Sementara itu, sejauh ini per Kamis (14/5) jumlah pasien terkonfirmasi positif Covid-19 di Jabar bertambah sembilan kasus sehingga totalya kini jadi 1.565 orang.
Jawa Barat masih menempati urutan ketiga penyumbang Covid-19 setelah DKI Jakarta dengan 5.588 kasus dan Jawa Timur dengan 1.863 kasus.
Sementara itu untuk pasien sembuh, berdasarkan data di situs pantau pikobar.jabarprov.go.id pukul 22.13 WIB, terdapat tambahan dua orang sehingga kini totalnya menjadi 242 . Sedangkan, angka kematian akibat virus ini menjadi 99 orang setelah bertambah satu orang.

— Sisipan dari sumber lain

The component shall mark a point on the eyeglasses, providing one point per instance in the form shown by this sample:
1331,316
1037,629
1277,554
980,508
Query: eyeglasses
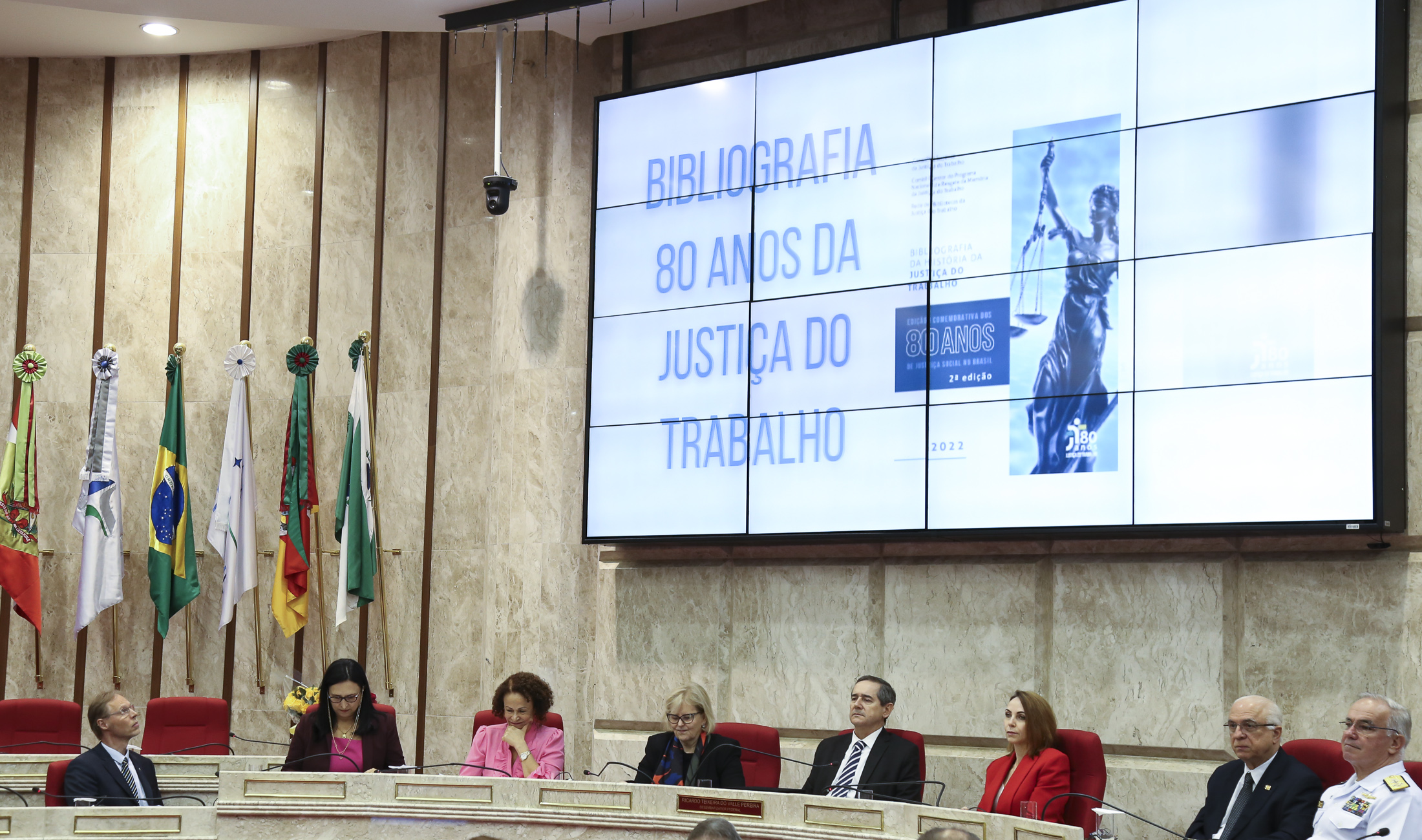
1249,727
1364,727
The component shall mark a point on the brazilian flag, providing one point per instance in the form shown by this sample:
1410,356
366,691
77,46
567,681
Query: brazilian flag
173,567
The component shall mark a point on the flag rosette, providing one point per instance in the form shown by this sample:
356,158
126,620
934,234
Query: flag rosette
30,366
104,363
240,361
302,360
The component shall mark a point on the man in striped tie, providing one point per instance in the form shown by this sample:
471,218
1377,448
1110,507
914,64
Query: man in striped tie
110,773
868,762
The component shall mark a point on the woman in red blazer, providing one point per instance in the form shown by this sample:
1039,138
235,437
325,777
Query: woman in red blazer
1033,771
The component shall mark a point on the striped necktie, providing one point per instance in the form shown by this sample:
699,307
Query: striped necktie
847,772
127,772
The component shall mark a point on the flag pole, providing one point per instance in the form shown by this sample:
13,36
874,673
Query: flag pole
374,494
316,510
178,350
257,602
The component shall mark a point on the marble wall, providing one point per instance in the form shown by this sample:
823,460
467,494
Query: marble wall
1143,649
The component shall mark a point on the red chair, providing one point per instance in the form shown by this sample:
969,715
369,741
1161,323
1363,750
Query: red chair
178,724
487,718
915,739
54,784
1323,757
26,721
761,771
1088,775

Sebelumnya, pada Rabu (12/5), jumlah kasus positif virus corona berada di angka 1.556 orang. Dari jumlah tersebut, 237 sembuh dan 98 meninggal dunia.
Sementara itu per Kamis, pada kategori pasien dalam pengawasan (PDP) totalnya menjadi 7.143 orang. Sebanyak 2.516 di antaranya masih dalam proses pengawasan, dan 4.627 telah selesai diawasi.
Sedangkan kategori orang dalam pemantauan (ODP) jumlah total 44.814 orang. Rinciannya, 37.856 telah selesai pemantauan dan 6.958 masih dalam pemantauan.
Situs Pikobar juga sudah memperbarui data jumlah orang yang telah menjalani Rapid Diagnostic Test (RDT) atau test diagnostik cepat. Saat ini, tercatat 106.554 orang menjalani
rapid test. Dari jumlah tersebut, sebanyak 2.940 berstatus reaktif.
Sementara pada kategori orang yang menjalani tes PCR di Jabar jumlahnya sebanyak 8.290 orang. Dari jumlah tersebut, sebanyak 1.350 di antaranya positif Covid-19.
Data di Pikobar sinkron dengan data pemerintah pusat. Secara nasional, per Kamis, jumlah terkonfirmasi virus corona mencapai 16.006 kasus. Dari jumlah itu, 3.518 sembuh dan 1.043 wafat.